Objectives Patient flow and crowding are two major issues in ED service improvement. A substantial amount of literature exists on the interventions to improve patient flow and crowding, making it difficult for policymakers, managers and clinicians to be familiar with all the available literature and identify which interventions are supported by the evidence. This umbrella review provides a comprehensive analysis of the evidence from existing quantitative systematic reviews on the interventions that improve patient flow in EDs.
Methods An umbrella review of systematic reviews published between 2000 and 2017 was undertaken. Included studies were systematic reviews and meta-analyses of quantitative primary studies assessing an intervention that aimed to improve ED throughput.
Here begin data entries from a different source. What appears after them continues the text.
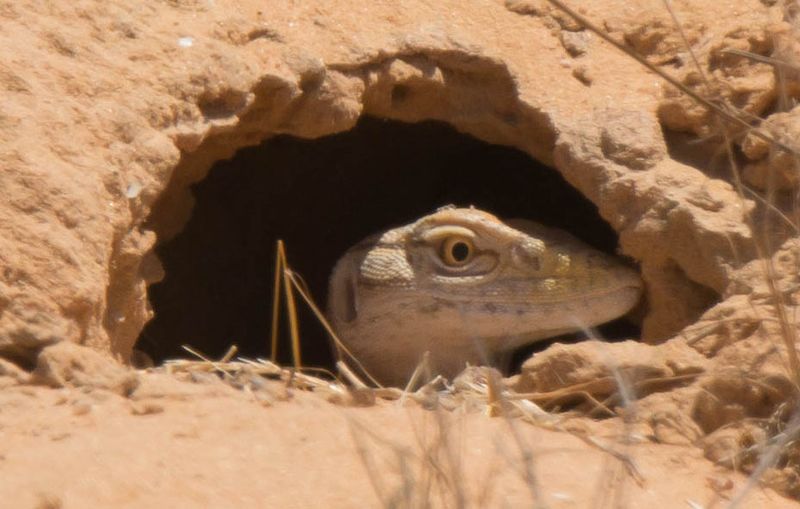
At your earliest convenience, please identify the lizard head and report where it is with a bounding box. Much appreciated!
[328,208,642,383]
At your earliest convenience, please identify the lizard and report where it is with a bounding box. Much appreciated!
[327,206,643,386]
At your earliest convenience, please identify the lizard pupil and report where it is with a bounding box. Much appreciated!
[450,242,469,262]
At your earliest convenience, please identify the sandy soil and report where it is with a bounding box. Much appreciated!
[0,0,800,509]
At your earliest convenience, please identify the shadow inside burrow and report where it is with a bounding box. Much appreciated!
[136,117,639,378]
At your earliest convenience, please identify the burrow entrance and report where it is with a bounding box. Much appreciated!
[136,117,639,374]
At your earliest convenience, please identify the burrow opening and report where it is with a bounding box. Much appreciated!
[136,117,639,376]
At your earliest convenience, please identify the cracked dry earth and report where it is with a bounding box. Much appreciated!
[0,0,800,508]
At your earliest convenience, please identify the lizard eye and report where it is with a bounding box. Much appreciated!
[439,236,475,267]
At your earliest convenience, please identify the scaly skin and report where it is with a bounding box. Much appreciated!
[328,207,642,386]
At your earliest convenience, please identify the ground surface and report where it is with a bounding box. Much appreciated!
[0,0,800,509]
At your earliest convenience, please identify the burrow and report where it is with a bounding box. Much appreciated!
[126,54,732,374]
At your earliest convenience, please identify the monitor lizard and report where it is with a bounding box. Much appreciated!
[328,206,642,386]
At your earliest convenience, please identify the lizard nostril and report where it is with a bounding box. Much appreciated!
[511,246,542,270]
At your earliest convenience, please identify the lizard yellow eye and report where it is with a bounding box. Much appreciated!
[440,236,475,267]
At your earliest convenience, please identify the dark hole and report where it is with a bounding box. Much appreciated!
[137,118,636,376]
[450,242,469,262]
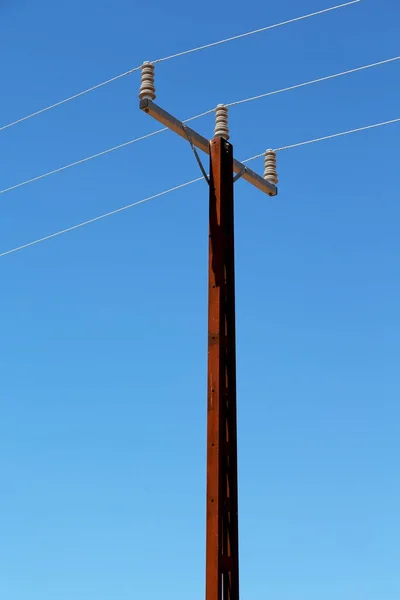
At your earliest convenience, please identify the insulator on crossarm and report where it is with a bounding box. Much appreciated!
[264,150,278,185]
[139,62,156,100]
[214,104,229,140]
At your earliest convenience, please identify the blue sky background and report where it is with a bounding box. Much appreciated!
[0,0,400,600]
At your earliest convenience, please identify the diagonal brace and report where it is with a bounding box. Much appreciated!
[140,98,278,196]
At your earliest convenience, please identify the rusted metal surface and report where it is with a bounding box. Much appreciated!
[206,137,239,600]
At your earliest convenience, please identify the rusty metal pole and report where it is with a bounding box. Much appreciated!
[206,137,239,600]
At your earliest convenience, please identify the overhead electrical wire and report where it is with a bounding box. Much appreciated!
[0,113,400,258]
[0,50,400,196]
[0,0,361,132]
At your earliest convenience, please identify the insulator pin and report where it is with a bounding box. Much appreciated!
[214,104,229,140]
[139,62,156,100]
[264,150,278,185]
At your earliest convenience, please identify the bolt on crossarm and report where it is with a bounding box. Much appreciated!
[139,63,278,600]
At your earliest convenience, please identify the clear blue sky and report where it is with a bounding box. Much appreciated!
[0,0,400,600]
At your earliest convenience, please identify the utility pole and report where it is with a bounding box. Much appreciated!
[139,63,278,600]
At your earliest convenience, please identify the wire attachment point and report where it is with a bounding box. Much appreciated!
[182,123,210,185]
[233,167,247,183]
[214,104,230,140]
[264,150,278,185]
[139,62,156,100]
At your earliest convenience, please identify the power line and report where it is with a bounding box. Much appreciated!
[0,177,203,258]
[242,118,400,162]
[0,50,400,196]
[276,118,400,152]
[152,0,361,64]
[0,112,400,258]
[225,56,400,109]
[0,0,361,132]
[0,128,167,196]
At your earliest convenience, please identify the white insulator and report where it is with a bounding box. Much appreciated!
[214,104,229,140]
[139,62,156,100]
[264,150,278,185]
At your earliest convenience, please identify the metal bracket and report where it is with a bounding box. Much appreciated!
[182,123,210,185]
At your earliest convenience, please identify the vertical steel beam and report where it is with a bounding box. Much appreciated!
[206,137,239,600]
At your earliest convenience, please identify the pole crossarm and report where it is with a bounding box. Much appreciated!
[140,98,278,196]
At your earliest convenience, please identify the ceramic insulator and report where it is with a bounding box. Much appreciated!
[139,62,156,100]
[214,104,229,140]
[264,150,278,185]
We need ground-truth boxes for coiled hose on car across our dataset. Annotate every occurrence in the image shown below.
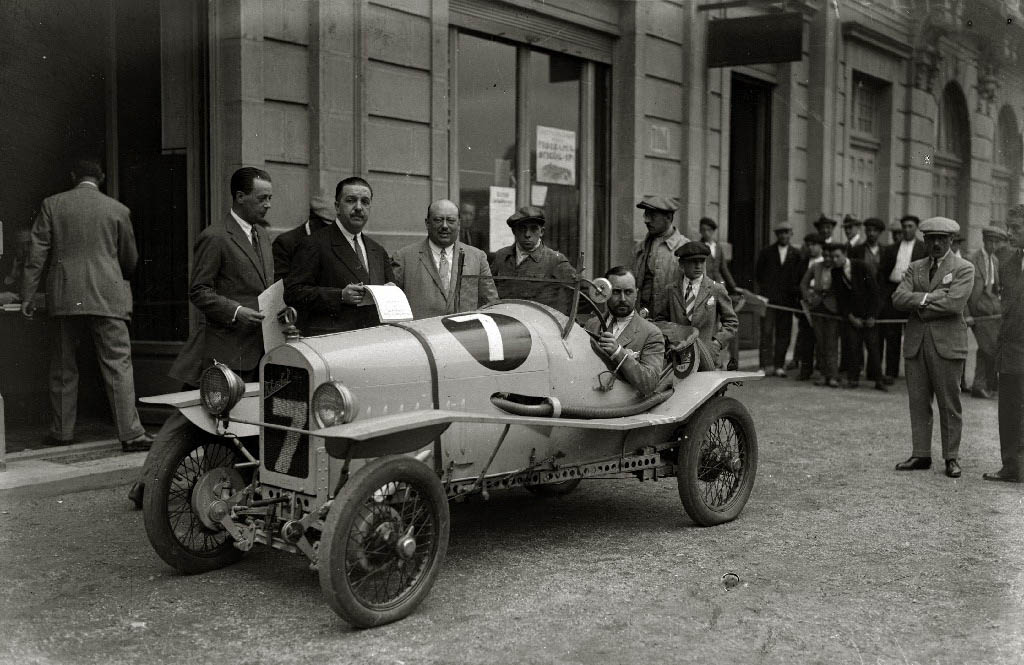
[490,388,673,420]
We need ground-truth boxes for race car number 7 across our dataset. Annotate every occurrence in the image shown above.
[451,314,505,363]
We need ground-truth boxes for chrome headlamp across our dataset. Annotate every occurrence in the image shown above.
[312,381,359,427]
[199,361,246,417]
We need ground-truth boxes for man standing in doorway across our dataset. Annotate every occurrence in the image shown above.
[633,196,689,320]
[893,217,974,477]
[285,177,394,335]
[982,205,1024,483]
[755,222,802,377]
[22,158,153,451]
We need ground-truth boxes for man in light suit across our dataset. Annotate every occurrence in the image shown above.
[893,217,974,477]
[285,177,394,335]
[170,167,275,386]
[391,199,498,319]
[22,154,153,451]
[587,265,665,398]
[968,226,1007,400]
[668,242,739,370]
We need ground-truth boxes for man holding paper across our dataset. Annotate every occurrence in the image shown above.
[391,199,498,319]
[285,177,394,335]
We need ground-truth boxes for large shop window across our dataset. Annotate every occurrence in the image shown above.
[452,32,609,271]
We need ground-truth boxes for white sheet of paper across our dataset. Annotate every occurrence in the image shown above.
[362,284,413,323]
[257,280,285,354]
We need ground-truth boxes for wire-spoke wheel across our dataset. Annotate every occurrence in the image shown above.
[142,430,252,575]
[319,457,450,628]
[677,397,758,527]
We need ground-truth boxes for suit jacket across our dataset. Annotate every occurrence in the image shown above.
[668,275,739,362]
[22,182,138,320]
[893,252,974,360]
[831,258,882,319]
[169,214,276,385]
[273,219,330,282]
[996,250,1024,374]
[391,240,498,319]
[755,243,803,307]
[587,314,665,398]
[285,224,394,335]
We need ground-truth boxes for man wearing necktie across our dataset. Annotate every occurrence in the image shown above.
[893,217,974,477]
[285,177,394,335]
[982,205,1024,483]
[968,226,1007,400]
[391,199,498,319]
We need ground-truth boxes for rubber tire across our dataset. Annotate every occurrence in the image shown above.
[318,455,451,628]
[526,477,583,497]
[676,397,758,527]
[142,428,248,575]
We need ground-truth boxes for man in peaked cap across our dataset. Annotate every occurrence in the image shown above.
[272,195,338,282]
[893,217,974,477]
[755,222,803,377]
[490,206,577,314]
[633,196,689,319]
[967,226,1007,400]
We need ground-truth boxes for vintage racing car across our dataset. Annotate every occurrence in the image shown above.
[143,280,762,627]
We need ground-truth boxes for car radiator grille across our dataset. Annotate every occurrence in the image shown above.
[263,365,309,477]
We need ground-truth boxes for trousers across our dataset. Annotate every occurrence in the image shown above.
[904,329,965,459]
[49,316,145,441]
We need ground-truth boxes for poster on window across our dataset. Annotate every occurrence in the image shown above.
[487,186,515,252]
[537,125,575,186]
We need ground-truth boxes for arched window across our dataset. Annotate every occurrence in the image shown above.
[991,106,1021,222]
[932,83,971,221]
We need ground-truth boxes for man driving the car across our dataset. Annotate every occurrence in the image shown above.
[587,265,665,398]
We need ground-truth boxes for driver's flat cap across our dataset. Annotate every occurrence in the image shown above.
[918,217,959,236]
[637,196,679,212]
[676,240,711,261]
[506,206,548,226]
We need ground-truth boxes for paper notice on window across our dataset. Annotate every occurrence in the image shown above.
[256,280,286,352]
[359,284,413,323]
[537,125,575,186]
[488,186,515,252]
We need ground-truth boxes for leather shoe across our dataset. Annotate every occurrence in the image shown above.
[128,483,145,510]
[981,469,1021,483]
[896,457,932,471]
[121,431,153,453]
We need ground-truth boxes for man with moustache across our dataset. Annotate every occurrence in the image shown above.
[587,265,665,398]
[893,217,974,479]
[391,199,498,319]
[285,177,394,335]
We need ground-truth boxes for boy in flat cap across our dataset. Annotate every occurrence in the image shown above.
[633,196,688,319]
[967,226,1007,400]
[668,242,739,370]
[893,217,974,477]
[490,206,577,315]
[755,222,803,377]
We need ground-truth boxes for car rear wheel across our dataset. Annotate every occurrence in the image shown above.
[142,428,252,575]
[319,456,450,628]
[677,397,758,527]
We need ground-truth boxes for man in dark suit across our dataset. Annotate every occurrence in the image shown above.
[893,217,974,477]
[587,265,665,398]
[285,177,394,335]
[170,166,273,385]
[755,222,802,370]
[982,205,1024,483]
[826,243,887,392]
[273,196,337,282]
[879,215,928,385]
[22,159,153,451]
[391,199,498,319]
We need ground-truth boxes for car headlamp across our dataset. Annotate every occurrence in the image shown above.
[199,361,246,417]
[313,381,359,427]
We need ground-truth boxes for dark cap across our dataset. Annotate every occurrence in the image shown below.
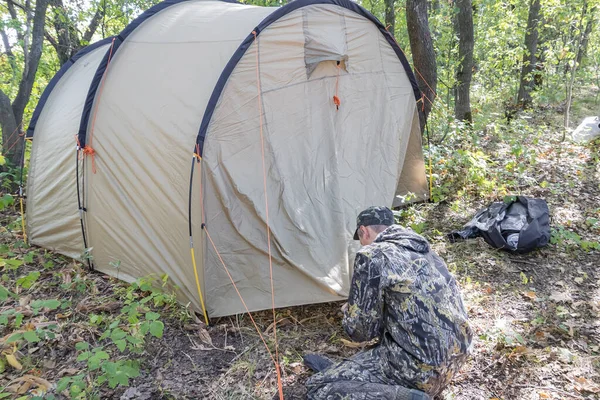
[354,206,394,240]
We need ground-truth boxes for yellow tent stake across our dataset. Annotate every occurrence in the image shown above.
[19,196,27,243]
[190,246,208,325]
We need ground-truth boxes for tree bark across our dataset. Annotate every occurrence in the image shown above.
[454,0,475,123]
[50,0,81,64]
[517,0,541,108]
[385,0,396,37]
[0,0,48,165]
[0,90,22,163]
[577,6,596,64]
[406,0,437,132]
[12,0,48,124]
[561,0,588,134]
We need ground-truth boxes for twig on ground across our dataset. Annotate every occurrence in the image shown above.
[513,385,585,400]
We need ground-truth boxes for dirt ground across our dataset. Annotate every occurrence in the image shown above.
[0,104,600,400]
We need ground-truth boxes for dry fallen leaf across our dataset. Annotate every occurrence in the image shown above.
[6,354,23,371]
[575,377,600,393]
[523,292,537,300]
[549,292,573,303]
[289,362,304,374]
[340,339,371,349]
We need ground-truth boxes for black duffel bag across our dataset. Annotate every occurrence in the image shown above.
[448,196,550,253]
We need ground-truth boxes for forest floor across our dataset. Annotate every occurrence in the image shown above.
[0,92,600,400]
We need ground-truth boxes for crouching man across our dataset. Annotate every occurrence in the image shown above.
[306,207,472,400]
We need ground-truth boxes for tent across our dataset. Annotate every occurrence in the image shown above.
[27,0,427,317]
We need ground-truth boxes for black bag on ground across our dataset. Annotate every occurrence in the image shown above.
[448,196,550,253]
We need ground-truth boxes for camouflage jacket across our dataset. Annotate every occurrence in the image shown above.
[343,225,472,390]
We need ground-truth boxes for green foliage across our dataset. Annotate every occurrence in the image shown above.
[0,194,15,211]
[550,225,600,251]
[17,271,40,289]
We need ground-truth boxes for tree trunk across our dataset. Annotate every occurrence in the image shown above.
[0,90,23,165]
[406,0,437,132]
[561,0,588,135]
[12,0,48,124]
[384,0,396,37]
[0,0,48,165]
[517,0,540,108]
[577,7,596,64]
[50,0,82,65]
[454,0,475,123]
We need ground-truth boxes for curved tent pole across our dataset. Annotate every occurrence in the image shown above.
[26,36,113,138]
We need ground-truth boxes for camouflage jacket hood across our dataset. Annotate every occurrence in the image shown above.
[374,225,430,254]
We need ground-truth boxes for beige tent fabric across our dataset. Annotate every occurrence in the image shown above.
[81,1,273,309]
[204,5,416,315]
[30,0,426,317]
[27,45,110,258]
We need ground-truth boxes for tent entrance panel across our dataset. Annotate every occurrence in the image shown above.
[79,1,272,310]
[27,44,109,258]
[203,5,422,316]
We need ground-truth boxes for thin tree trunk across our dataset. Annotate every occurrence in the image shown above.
[454,0,475,123]
[384,0,396,37]
[406,0,437,132]
[0,90,22,162]
[577,6,596,64]
[0,0,48,165]
[517,0,541,108]
[562,1,587,135]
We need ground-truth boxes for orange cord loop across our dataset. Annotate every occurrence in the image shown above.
[333,61,342,111]
[82,146,96,174]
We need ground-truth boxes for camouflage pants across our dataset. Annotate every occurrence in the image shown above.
[306,346,426,400]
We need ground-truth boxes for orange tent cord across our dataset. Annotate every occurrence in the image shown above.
[204,225,277,365]
[333,61,342,111]
[83,38,115,174]
[252,31,283,400]
[194,145,283,400]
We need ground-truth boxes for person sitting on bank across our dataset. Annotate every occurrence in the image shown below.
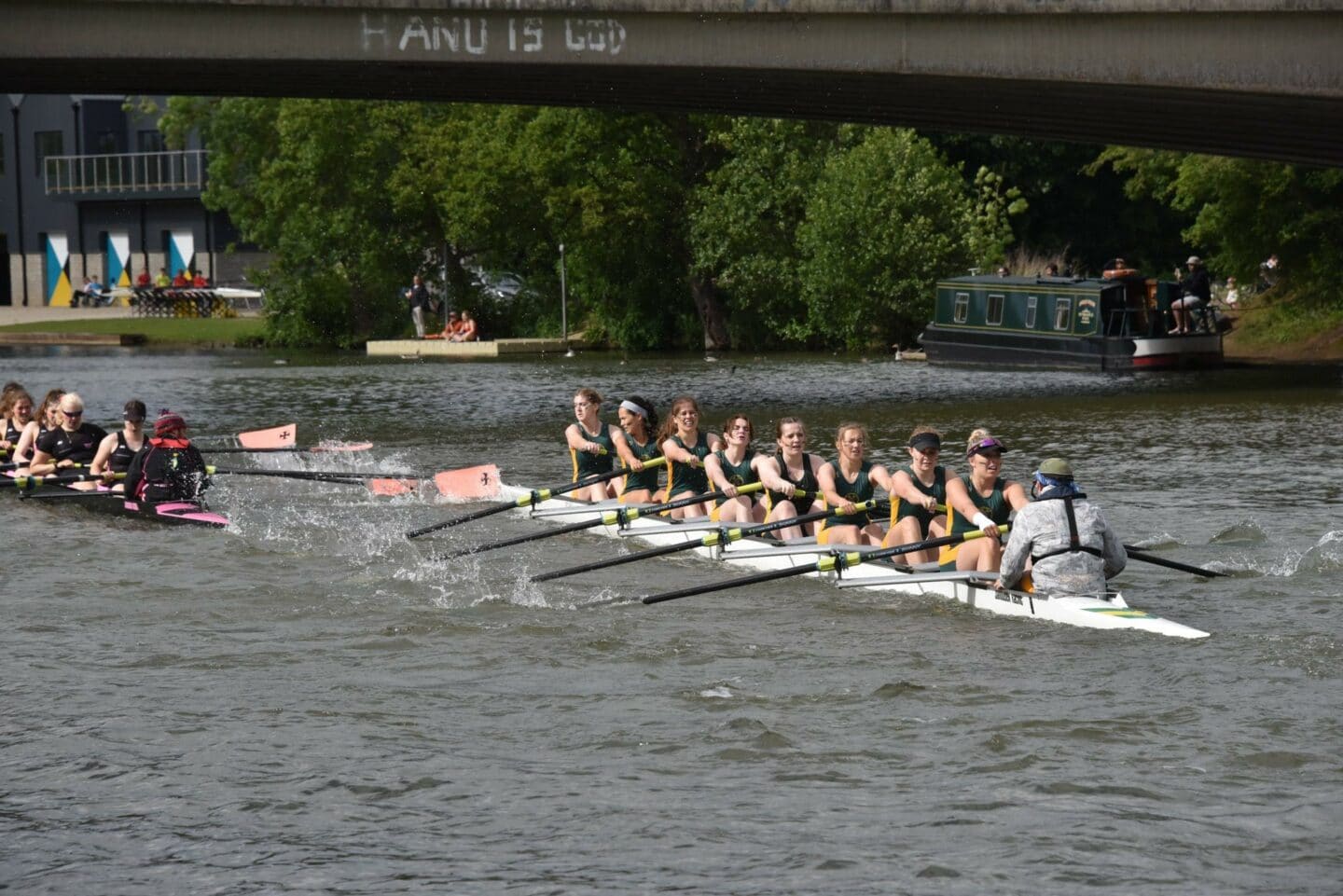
[123,408,210,501]
[451,309,481,342]
[994,457,1128,597]
[1170,255,1212,336]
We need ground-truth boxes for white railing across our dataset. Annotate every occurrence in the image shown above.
[45,149,207,196]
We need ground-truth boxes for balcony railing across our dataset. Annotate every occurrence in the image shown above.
[45,149,207,196]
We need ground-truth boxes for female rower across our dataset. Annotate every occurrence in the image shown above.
[704,414,764,522]
[658,395,723,518]
[881,426,956,563]
[760,417,824,540]
[28,393,107,489]
[616,395,663,503]
[937,429,1029,572]
[13,388,66,466]
[89,397,146,491]
[564,388,625,501]
[0,386,33,453]
[817,423,891,544]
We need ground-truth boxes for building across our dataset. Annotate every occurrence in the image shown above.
[0,94,265,305]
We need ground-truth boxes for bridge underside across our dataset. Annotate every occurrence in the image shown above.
[10,58,1343,165]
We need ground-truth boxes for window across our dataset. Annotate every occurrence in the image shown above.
[1054,298,1073,332]
[33,131,66,177]
[951,293,970,324]
[985,293,1006,326]
[135,131,168,152]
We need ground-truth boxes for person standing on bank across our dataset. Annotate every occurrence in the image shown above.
[994,457,1128,597]
[406,274,430,338]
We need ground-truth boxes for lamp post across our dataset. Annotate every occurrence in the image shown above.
[560,243,570,350]
[9,92,28,308]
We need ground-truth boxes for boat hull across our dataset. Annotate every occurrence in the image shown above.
[501,485,1209,640]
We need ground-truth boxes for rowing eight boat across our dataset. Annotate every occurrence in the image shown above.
[472,485,1208,638]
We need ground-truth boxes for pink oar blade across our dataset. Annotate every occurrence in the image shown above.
[434,463,500,499]
[238,423,298,448]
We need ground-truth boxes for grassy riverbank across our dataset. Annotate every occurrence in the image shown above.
[0,317,266,348]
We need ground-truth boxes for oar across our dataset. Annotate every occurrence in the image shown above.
[639,522,1008,603]
[0,473,126,490]
[430,482,764,560]
[406,457,666,539]
[205,465,408,485]
[531,501,859,582]
[368,463,500,500]
[1124,544,1227,578]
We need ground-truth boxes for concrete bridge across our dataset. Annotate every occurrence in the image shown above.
[0,0,1343,165]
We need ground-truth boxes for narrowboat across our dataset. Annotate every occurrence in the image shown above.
[921,270,1222,371]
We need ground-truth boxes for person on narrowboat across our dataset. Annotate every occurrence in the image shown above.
[994,457,1128,597]
[937,429,1030,572]
[125,408,210,503]
[882,424,956,563]
[1169,255,1212,336]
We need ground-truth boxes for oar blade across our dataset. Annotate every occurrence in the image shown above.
[238,423,298,448]
[434,463,500,501]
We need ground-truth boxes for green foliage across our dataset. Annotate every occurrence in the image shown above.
[794,128,1007,350]
[1096,146,1343,304]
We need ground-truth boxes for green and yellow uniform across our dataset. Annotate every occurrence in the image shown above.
[891,463,947,534]
[570,423,616,482]
[937,473,1011,571]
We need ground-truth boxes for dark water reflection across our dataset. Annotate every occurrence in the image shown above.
[0,351,1343,895]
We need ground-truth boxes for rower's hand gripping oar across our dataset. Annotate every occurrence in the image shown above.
[406,457,666,539]
[531,489,859,582]
[639,522,1010,603]
[430,482,764,560]
[1124,544,1227,579]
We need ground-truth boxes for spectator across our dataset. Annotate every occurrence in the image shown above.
[406,274,428,338]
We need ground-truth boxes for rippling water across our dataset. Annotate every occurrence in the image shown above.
[0,351,1343,896]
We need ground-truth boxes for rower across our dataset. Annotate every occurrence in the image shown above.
[89,397,145,491]
[616,395,665,503]
[937,429,1029,572]
[704,414,766,522]
[760,417,826,542]
[994,457,1128,597]
[564,388,625,501]
[28,393,107,489]
[658,395,723,520]
[881,424,956,563]
[817,423,891,545]
[125,408,210,501]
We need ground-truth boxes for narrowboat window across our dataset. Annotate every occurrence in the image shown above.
[985,293,1004,326]
[952,293,970,324]
[1054,298,1073,330]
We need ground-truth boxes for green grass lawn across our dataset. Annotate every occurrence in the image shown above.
[0,317,266,345]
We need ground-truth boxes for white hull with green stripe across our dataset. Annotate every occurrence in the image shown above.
[501,485,1208,638]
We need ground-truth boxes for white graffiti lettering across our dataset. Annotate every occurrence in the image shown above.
[564,19,625,57]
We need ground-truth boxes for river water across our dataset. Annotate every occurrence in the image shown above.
[0,350,1343,896]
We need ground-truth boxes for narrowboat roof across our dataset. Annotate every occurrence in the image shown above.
[937,274,1144,290]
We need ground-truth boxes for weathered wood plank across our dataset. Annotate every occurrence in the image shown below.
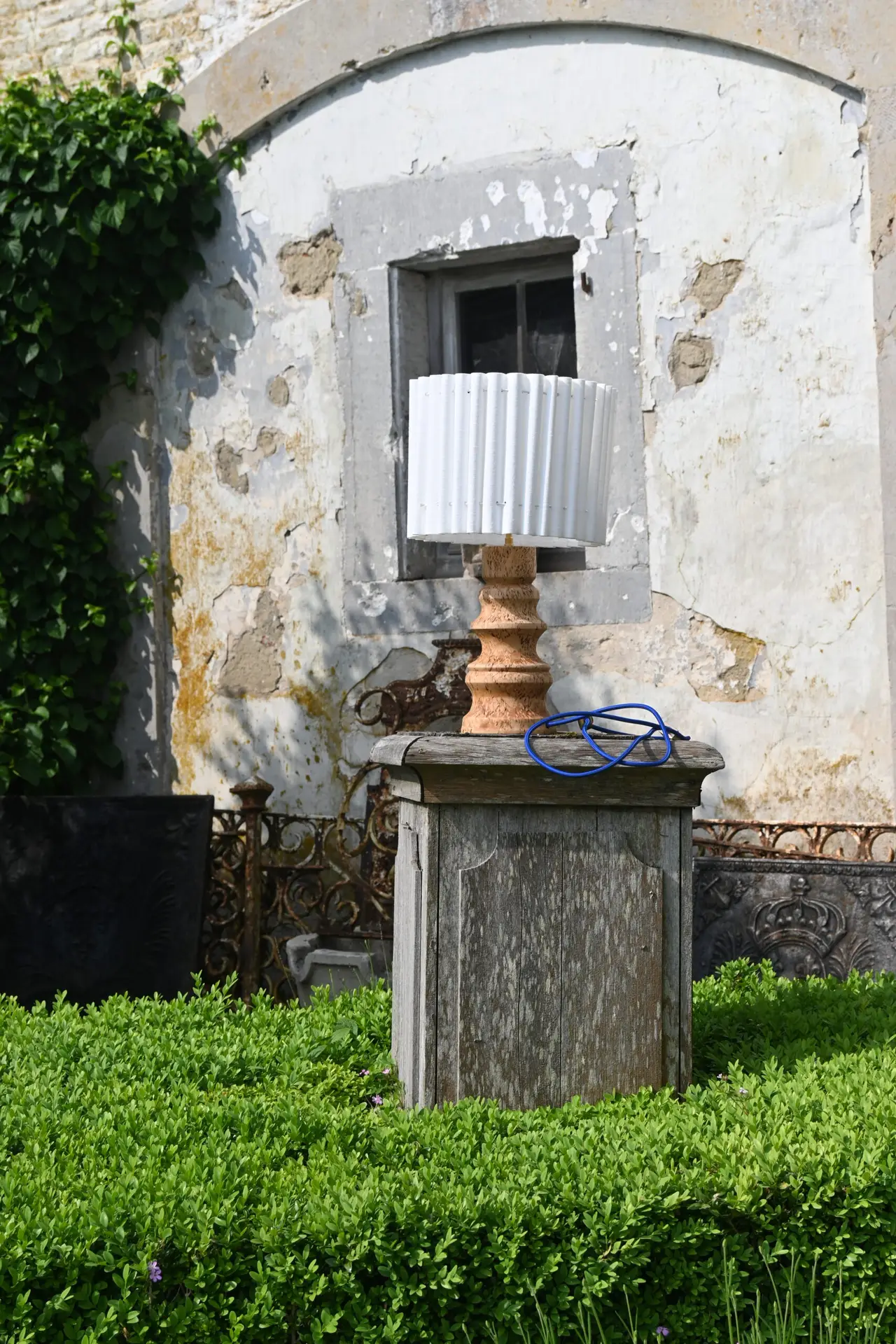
[458,833,561,1109]
[617,808,681,1087]
[516,833,564,1110]
[371,732,724,780]
[392,804,427,1106]
[458,836,523,1107]
[560,812,662,1102]
[393,764,703,808]
[678,808,693,1091]
[430,806,498,1105]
Results The search strategy yielded 623 articles of which 13 were included in the umbrella review. The publication dates of the systematic reviews ranged from 2006 to 2016. The 13 systematic reviews evaluated 26 interventions: full capacity protocols, computerised provider order entry, scribes, streaming, fast track and triage. Interventions with similar characteristics were grouped together to produce the following categories: diagnostic services, assessment/short stay units, nurse-directed interventions, physician-directed interventions, administrative/organisational and miscellaneous. The statistical evidence from 14 primary randomised controlled trials (RCTs) was evaluated to determine if correlation or clustering of observations was considered. Only the fast track intervention had moderate evidence to support its use but the RCTs that assessed the intervention did not use statistical tests that considered correlation.
Conclusions Overall, the evidence supporting the interventions to improve patient flow is weak. Only the fast track intervention had moderate evidence to support its use but correlation/clustering was not taken into consideration in the RCTs examining the intervention. Failure to consider the correlation of the data in the primary studies could result in erroneous conclusions of effectiveness.